8.3.1.2 Congenital Heart Disease (CHD) and Coagulation
In patients with CHD, the heart defect itself compromises coagulation. Neonates and infants with single-ventricle or two-ventricle physiology have lower levels of pro-coagulant and anticoagulant factors compared to healthy children of the same age group [119, 120]. POC-based studies (TEG and ROTEM) indicate that children of less than 1 year affected by congenital heart disease have a lesser balance between coagulation and fibrinolysis compared to healthy children of the same age [121, 122] and that cyanosis and/or polycythemia has the major negative impact on hemostasis [123].
8.3.1.3 Special Considerations in Children with Cyanotic Heart Disease
Cyanotic heart disease is associated with a significant tendency to bleeding. Platelet count reduction in cyanotic children is an ongoing process.
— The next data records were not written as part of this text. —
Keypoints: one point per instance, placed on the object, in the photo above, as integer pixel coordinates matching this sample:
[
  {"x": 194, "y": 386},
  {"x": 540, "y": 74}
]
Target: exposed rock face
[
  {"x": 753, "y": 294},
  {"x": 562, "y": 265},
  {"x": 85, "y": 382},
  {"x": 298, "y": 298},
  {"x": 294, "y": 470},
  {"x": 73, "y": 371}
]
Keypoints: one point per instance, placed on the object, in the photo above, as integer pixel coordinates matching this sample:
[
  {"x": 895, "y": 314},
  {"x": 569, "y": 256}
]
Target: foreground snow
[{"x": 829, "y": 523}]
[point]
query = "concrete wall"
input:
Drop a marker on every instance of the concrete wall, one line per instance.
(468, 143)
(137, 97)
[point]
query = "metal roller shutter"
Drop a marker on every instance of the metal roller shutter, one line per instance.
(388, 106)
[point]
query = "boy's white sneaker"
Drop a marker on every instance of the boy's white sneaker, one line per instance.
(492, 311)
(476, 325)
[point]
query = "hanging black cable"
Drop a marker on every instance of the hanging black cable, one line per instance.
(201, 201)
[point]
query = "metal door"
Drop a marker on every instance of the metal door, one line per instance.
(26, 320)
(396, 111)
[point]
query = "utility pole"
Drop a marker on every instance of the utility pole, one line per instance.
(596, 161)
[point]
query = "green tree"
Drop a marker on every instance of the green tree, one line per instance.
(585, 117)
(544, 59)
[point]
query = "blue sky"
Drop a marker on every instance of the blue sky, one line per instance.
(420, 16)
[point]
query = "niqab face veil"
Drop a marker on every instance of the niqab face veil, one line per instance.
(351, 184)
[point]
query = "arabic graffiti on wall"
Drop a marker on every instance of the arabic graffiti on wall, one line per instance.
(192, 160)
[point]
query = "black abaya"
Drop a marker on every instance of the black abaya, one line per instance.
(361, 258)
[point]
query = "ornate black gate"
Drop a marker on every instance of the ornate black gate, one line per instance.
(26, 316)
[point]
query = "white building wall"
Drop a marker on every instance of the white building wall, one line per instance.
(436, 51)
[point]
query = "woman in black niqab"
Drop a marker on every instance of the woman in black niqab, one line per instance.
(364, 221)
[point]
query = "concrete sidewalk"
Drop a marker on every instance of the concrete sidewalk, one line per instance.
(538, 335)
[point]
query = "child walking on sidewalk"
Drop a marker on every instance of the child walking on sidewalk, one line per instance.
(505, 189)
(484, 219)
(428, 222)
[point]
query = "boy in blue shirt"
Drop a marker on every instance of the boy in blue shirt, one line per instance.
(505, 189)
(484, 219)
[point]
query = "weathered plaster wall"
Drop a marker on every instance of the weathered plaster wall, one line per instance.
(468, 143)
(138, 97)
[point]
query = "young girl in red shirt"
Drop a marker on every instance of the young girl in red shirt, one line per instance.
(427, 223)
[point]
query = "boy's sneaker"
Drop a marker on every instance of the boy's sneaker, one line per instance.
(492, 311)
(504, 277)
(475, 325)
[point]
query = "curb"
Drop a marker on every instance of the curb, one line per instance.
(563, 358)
In 25 % of the patients of a study that included Eisenmenger syndrome patients, the authors found thrombocytopenia. They hypothesized that platelets are reduced due to right-to-left intracardiac shunts that bypass the lungs where megakaryocytes are fragmented into platelets [126]. Born aggregometry studies have shown a higher platelet reactivity compared to controls in children with cyanotic heart disease [127]. At hematocrit levels over 60 %, due to blood hyperviscosity, there is an overproduction of platelet microparticles and suppression of platelet aggregation [128]. Recently, some authors reported impaired fibrinogen functionality (detected by TEG and TEG FF) in patients with cyanotic heart disease [129, 130].
8.3.2 Intraoperative Bleeding Mechanisms in Pediatric Cardiac Surgery
Exposure to CPB puts in jeopardy the fragile hemostatic balance of the young. The mechanisms of intraoperative coagulation alterations are the same as for adult patients, but the impact they have on the children hemostasis is more pronounced. On CPB levels of coagulation, factors and platelet counts are lower than the adult ones because the preoperative coagulation alterations sum up with coagulation factors consumption and massive dilution by CPB priming. In an average adult, the CPB priming volume is 1/3–1/4 of total blood volume (i.e., 1000–1500 mL of priming to 4200–4500 mL of total blood volume). For a newborn, it can be 1–1.5 times the total blood volume (i.e., 250–300 mL of priming volume to 200–250 mL of total blood volume). In a study in neonates, at the initiation of CPB, the authors found 50 % decrease in circulating coagulation factors and antithrombin levels, as well as 70 % of platelet count reduction [131].
8.3.2.1 Low Thrombin Generation
In pediatric cardiac surgery, thrombin generation has been studied with the markers of thrombin generation such as TAT and F 1.2 and recently with calibrated automated thrombography [132]. Preoperative thrombin generation is a predictive risk factor for postoperative bleeding [133], but intraoperative data is lacking. The information that viscoelastic tests give on thrombin generation is used in the perioperative settings for its evaluation. To date, there are no cutoff values that can guide therapy. In a recent algorithm, CT ≥111 s was suggested to trigger hemostatic therapy [33].
FFP and cryoprecipitates are the sources of coagulation factors more used in pediatric patients. Where available, especially in small patients, cryoprecipitate (0.5–1 Unit/kg) is a much more efficient source of coagulation factors than FFP.